Power plant services represent a growing market that offers steady revenues and solid growth, in contrast with the much more cyclical market for new-build power stations.
In the developed regions of Europe and North America, the main drivers are ageing power capacities that need replacing and, linked to this, the growing adoption of gas-fired generation.
Key drivers in emerging markets are rapid electricity demand growth, and industry privatisation and liberalisation which, in turn, push outsourcing of services. In the developed world, meanwhile, utilities struggling with skills shortages are also increasingly relying on outsourced services.
New analysis from Frost & Sullivan, World Power Plant Services Markets, finds that the markets earned revenue of $27.40 billion in 2011 and estimates this to reach $35.41 billion in 2017.
“Global growth in electricity demand is a key driver behind the growth of the power plant services market,” notes Frost & Sullivan Industry Director Harald Thaler. “As electricity demand rises, new generating capacities are added to the system, which in turn, require servicing.”
The services market is, however, forecast to grow somewhat more rapidly than electricity demand. The global correlation, comparing forecast growth for both indicators, is 1.55.
Whilst the services market is forecast to grow by 4.2 per cent between 2010 and 2017, world electricity demand growth will be 2.7 per cent over that same period. Greater outsourcing and the increasing proliferation of gas-fired technology, where reliance on the equipment providers for servicing is high, are major contributory factors.
“Geographically, the balance of power in the power plant services market will gradually shift towards the emerging economies, as they progressively liberalise not only their power but also their gas markets,” remarks Thaler. “Such trends will allow for a much greater penetration of modern gas-fired plants which attract higher outsourced maintenance spend.”
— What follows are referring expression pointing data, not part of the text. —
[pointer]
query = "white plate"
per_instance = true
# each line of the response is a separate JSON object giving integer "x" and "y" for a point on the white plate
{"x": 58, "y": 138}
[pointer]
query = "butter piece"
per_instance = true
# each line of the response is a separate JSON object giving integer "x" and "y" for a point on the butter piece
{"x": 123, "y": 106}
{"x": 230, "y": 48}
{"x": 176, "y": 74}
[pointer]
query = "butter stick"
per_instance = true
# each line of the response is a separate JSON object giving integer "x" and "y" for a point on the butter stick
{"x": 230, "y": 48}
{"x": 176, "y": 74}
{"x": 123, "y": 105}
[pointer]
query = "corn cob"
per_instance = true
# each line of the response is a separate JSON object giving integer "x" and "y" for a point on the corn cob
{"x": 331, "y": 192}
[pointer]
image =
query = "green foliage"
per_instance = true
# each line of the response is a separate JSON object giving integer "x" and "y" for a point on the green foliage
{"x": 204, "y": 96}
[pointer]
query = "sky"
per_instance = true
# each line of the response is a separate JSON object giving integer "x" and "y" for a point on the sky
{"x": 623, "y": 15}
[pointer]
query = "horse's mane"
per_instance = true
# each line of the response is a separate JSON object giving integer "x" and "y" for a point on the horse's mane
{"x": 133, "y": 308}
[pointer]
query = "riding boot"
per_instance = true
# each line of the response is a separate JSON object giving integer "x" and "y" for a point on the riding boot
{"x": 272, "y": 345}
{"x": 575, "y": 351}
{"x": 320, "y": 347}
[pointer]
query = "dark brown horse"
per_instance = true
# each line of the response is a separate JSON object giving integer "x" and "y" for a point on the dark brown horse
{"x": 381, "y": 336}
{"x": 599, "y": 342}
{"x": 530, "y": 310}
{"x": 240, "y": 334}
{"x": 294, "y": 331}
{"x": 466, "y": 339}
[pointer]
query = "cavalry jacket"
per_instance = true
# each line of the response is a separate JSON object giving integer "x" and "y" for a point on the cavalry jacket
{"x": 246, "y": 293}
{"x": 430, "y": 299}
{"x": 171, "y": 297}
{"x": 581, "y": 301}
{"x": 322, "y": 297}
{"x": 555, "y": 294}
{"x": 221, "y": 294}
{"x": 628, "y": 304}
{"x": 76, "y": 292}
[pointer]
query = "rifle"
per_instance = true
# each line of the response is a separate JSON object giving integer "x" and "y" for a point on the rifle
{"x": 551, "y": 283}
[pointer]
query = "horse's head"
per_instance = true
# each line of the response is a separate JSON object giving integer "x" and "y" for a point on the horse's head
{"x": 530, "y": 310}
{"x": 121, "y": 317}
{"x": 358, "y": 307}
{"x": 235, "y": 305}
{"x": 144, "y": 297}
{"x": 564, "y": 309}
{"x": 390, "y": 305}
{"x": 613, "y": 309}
The fastest-growing regions will be the emerging Asian giants of China, India and the Association of Southeast Asian Nations (ASEAN). Their combined share will rise from 18.1 per cent in 2010 to 23.4 per cent in 2017.
Gas turbines account for the largest share of the services market, globally. Their share will expand, albeit slowly, as ongoing coal-fired investments based on increasingly sophisticated supercritical technology fuel growth in emerging economies. This will partly offset the strong growth in gas-fired generation in some other parts of the world.
“Unlike in the market for new-build power plants, where China has been the leading world market for some time, the country’s position in the power plant services market is much more modest,” concludes Thaler. “Frost & Sullivan forecasts that in the lucrative services market, China will not overtake the USA before 2025.”